Il cervello come protagonista di un disco punk è una scelta poco convenzionale. Pensate che la musica possa essere un mezzo efficace per raccontare la complessità della mente umana, oppure è stata una sfida proprio per la sua apparente incompatibilità con il vostro sound?
Capra: Quando abbiamo iniziato a pensare a Temporale – quando ancora non si chiamava così – abbiamo deciso di muoverci attraverso dei limiti: provare a vedere se mettendo delle costrizioni al nostro modo di fare canzoni ne sarebbe uscito qualcosa di interessante. Dopo vent’anni e passa in cui suoni e scrivi, le sfide possono diventare il motore del tuo rapporto con la musica. Una di queste era decidere un concept e delle sonorità, prima ancora di mettere insieme le idee. Così, ispirato da un paio di esami di filosofia sostenuti in quel periodo, abbiamo deciso di strutturare un racconto che parlasse del cervello, del rapporto di ogni io con il proprio cervello. Provare a vedere se eravamo capaci di chiudere un disco che avesse dentro un po’ di neuroscienza e un po’ di filosofia della mente. Temporale è quello che ne è venuto fuori.
In Temporale non vi siete limitati a mettere in discussione la realtà, ma avete scavato nei meccanismi con cui il cervello la costruisce e la interpreta. Vi siete mai trovati a dover gestire la distanza tra il modo in cui percepite voi stessi e come vi percepiscono gli altri? Quanto questo tema ha influenzato la scrittura del disco?
Capra: Ogni disco credo che debba mettere in discussione il tuo rapporto con la musica che fai, con le persone che la ascoltano e quelle che potrebbero ascoltarla un domani. Specialmente se ti ritrovi a farlo da quando eri adolescente. La tensione è sempre stata tra il fare la musica che ci piace suonare senza diventare la cover band di noi stessi. La cosa bella, al punto dove siamo, è che non ci vergogniamo di nessuna canzone che abbiamo fatto uscire. D’altronde, come insegna la psicologia della Gestalt, non esiste un mondo a prescindere da chi lo percepisce: ogni percezione del mondo è personale, guidata dai propri meccanismi cerebrali e dalla propria visione delle cose. Come ci percepiscono gli altri sarà sempre un territorio dove non potremo sconfinare, e che, onestamente, ci interessa relativamente esplorare.
Avete sempre avuto un approccio viscerale e diretto, ma stavolta avete composto in modo diverso, stratificando le idee in studio. È stata una scelta naturale o un esperimento che all’inizio vi ha spiazzati? E cosa ha cambiato nel vostro modo di intendere la band?
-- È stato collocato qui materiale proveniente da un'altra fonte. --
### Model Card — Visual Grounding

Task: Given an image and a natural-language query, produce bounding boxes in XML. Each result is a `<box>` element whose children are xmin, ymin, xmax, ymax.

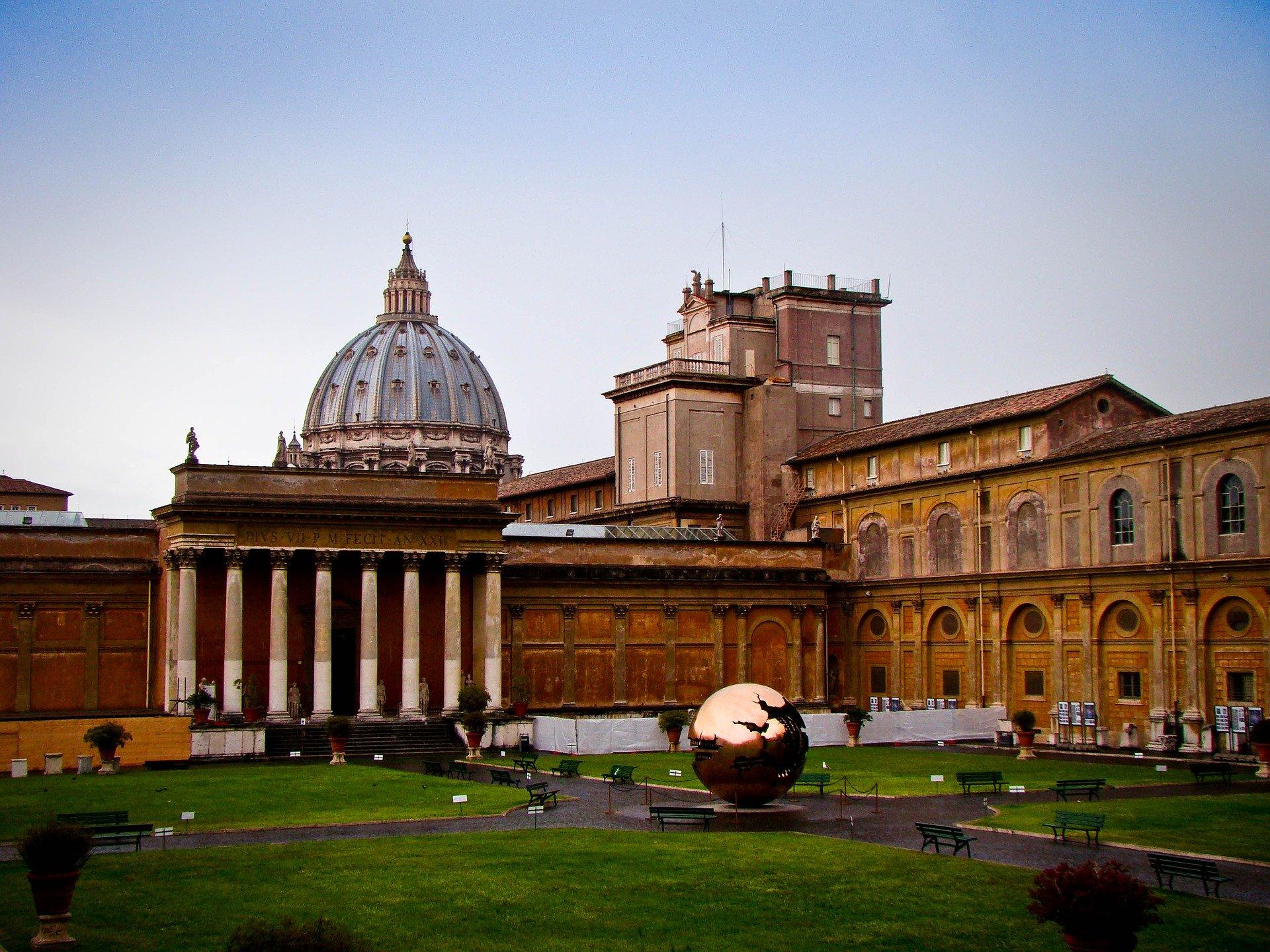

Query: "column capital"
<box><xmin>170</xmin><ymin>546</ymin><xmax>202</xmax><ymax>569</ymax></box>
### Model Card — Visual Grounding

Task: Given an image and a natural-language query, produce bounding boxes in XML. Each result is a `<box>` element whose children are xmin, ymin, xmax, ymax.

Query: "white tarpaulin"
<box><xmin>533</xmin><ymin>707</ymin><xmax>1006</xmax><ymax>754</ymax></box>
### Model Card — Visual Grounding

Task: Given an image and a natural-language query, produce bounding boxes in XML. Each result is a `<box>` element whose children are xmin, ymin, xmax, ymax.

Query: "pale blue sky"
<box><xmin>0</xmin><ymin>1</ymin><xmax>1270</xmax><ymax>516</ymax></box>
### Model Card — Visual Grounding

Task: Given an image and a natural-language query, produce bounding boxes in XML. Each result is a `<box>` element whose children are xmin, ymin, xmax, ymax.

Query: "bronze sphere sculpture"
<box><xmin>689</xmin><ymin>684</ymin><xmax>808</xmax><ymax>807</ymax></box>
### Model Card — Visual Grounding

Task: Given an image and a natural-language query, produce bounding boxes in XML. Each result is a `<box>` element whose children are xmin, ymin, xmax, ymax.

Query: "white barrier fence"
<box><xmin>533</xmin><ymin>707</ymin><xmax>1006</xmax><ymax>754</ymax></box>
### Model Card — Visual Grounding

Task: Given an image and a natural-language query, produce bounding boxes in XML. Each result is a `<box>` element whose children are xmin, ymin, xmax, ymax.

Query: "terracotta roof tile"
<box><xmin>0</xmin><ymin>476</ymin><xmax>75</xmax><ymax>496</ymax></box>
<box><xmin>498</xmin><ymin>456</ymin><xmax>616</xmax><ymax>499</ymax></box>
<box><xmin>791</xmin><ymin>373</ymin><xmax>1167</xmax><ymax>462</ymax></box>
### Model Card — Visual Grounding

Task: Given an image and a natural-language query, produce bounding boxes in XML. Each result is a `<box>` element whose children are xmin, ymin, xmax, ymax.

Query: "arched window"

Capra: Avere uno studio di registrazione in cui poter sperimentare e far crescere le idee è qualcosa che ci ha fatto sentire un po’ come i Beatles alla fine degli anni ’60. Chiaramente, creare un disco senza fare le prove implica che, dopo, una volta chiuse le registrazioni, devi fare il triplo del lavoro in sala per portare su un palco quel suono. I Beatles, invece, avevano smesso di fare concerti e il problema era risolto. Questa è sostanzialmente l’unica differenza tra noi e i Beatles. È una battuta.
Le vostre canzoni spesso sono come esplosioni di energia incontrollata, eppure il concept di Temporale ha un’intelligenza quasi chirurgica. Qual è stato l’equilibrio più difficile da trovare tra impeto e riflessione?
Capra: Provo a rispondere con una domanda: che fatica faresti se ti chiedessi di pensare a una mela? Nessuna. Oppure: se scommettessi con te 1.000€ che non riusciresti a salire le scale di casa senza pensare a un elefante azzurro, è molto probabile che perderesti la scommessa. (Possiamo farla quando vuoi 😉). Il pensiero è immediato, non servono sforzi. Ma se dovessimo andare più a fondo e approfondire come questo accada, come si forma un pensiero, come reagiamo a uno stimolo, come vediamo un cerchio o sentiamo un fa minore, allora si apre una regione di analisi sterminata. E furiosamente interessante. Riflettere sul cervello è un modo per conciliare proprio i due mondi di cui parli: l’immediatezza e la riflessione.